The Warren County Board of Supervisors denied a request Tuesday by property owners for a permit to rent a home to tourists.

The board voted 3-1 to deny a conditional-use permit for a short-term tourist rental after hearing concerns from neighbors. Vice Chairwoman Cheryl L. Cullers made the motion to deny the permit request. Cullers represents the South River Magisterial District. Chairman Walter J. Mabe, Shenandoah District, as well as Fork District Supervisor Archie Fox and Cullers voted in favor of the motion. North River District Supervisor Delores Oates voted against the motion. Happy Creek District Supervisor Tony Carter did not attend the meeting.

Mario and Wendy Loundermon applied for a conditional-use permit to operate their property at 200 Valley Retreat Road in the Panhandle Valley Retreat subdivision. Valley Retreat Road is a half-mile-long gravel lane that County Planner and Floodplain Manager Matt Wendling said is informally maintained by residents. The county has issued no other permits for short-term tourist rentals in the subdivision, he noted.

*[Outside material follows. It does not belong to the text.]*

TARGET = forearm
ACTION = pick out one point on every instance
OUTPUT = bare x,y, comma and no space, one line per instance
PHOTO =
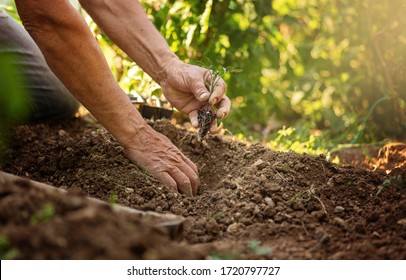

The county has received comments from neighbors of the property who voiced concerns about privacy and security, Wendling said. The Planning Commission endorsed the permit request after holding a public hearing, during which residents spoke of their concerns. Wendling said one person spoke in favor of the permit request. The county received more comments after the hearing. The applicants submitted information about how they would address trespassing concerns, Wendling said.

The Loundermons, who live in Catharpin, Prince William County, bought the property in March as a second home. They plan to market the property online and serve as the managers for the rental, according to county information.

The owners plan to use the property for outdoor recreation since it lies on the South Fork of the Shenandoah River. Use of the property as a short-term tourist rental would allow them to offset the maintenance costs, mortgage and property taxes, according to county information and the Loundermons.

The property lies adjacent to the first house in the gated community and before vacant parcels. The applicants met with neighbors to address this matter and have indicated they may use a combination lock daisy-chained with other padlocks as a resolution, county officials have said.

The county’s Future Land Use Map identifies the area as recommended for residential use with short-term tourist rentals allowed with a conditional-use permit.

The Warren County Health Department would allow no more than six people at a time to stay in the three-bedroom house. 

Mario Loundermon spoke before the public hearing and told the board he revised his plan for the proposed rental after talking to neighbors and listening to their concerns.

“Unfortunately, I can’t address their concerns 100%, but I think I’ve done my due diligence,” he said.

At the public hearing, Kyle Kusmick, of 16 Valley Retreat Road, said he shared concerns of many of his neighbors. The subdivision has existed for about 40 years and he has lived in the neighborhood for 15 years, Kusmick said. He called the rental a hotel, which he said could bring 300 people a year, coming and going as they please, and residents would have no input. Kusmick said he and many of his neighbors feel the use of the property as a rental would change the community's character.

“Given our history of crime, theft in the neighborhood that we’ve had to work together on, none of us wants that stress and that security issue in our neighborhood,” Kusmick said. “This is a 24-7 business that he’s not on-site to manage. That means we act as default property managers.”

Even with a local emergency contact person on call to attend to the property, Kusmick said the neighborhood has no cell phone service.

Other residents and property owners who do not live in the subdivision voiced concerns about flooding, safety and security.

Mario Loundermon spoke in response to the concerns raised at the hearing. He called some of the concerns negative speculation.

“It’s really seeing the worst in us,” he said.

In response to supervisors’ questions, he said he plans to work with a local company to provide 24-7 management of the property. He would add a third lock to the gate with a combination he would change after each rental. He also has an evacuation plan in the event of an emergency. He also installed a landline as a remedy to the lack of cellphone service.

Board Chairman Walter J. Mabe and members Cheryl Cullers, Archie Fox and Delores Oates attended the meeting. Tony Carter did not attend.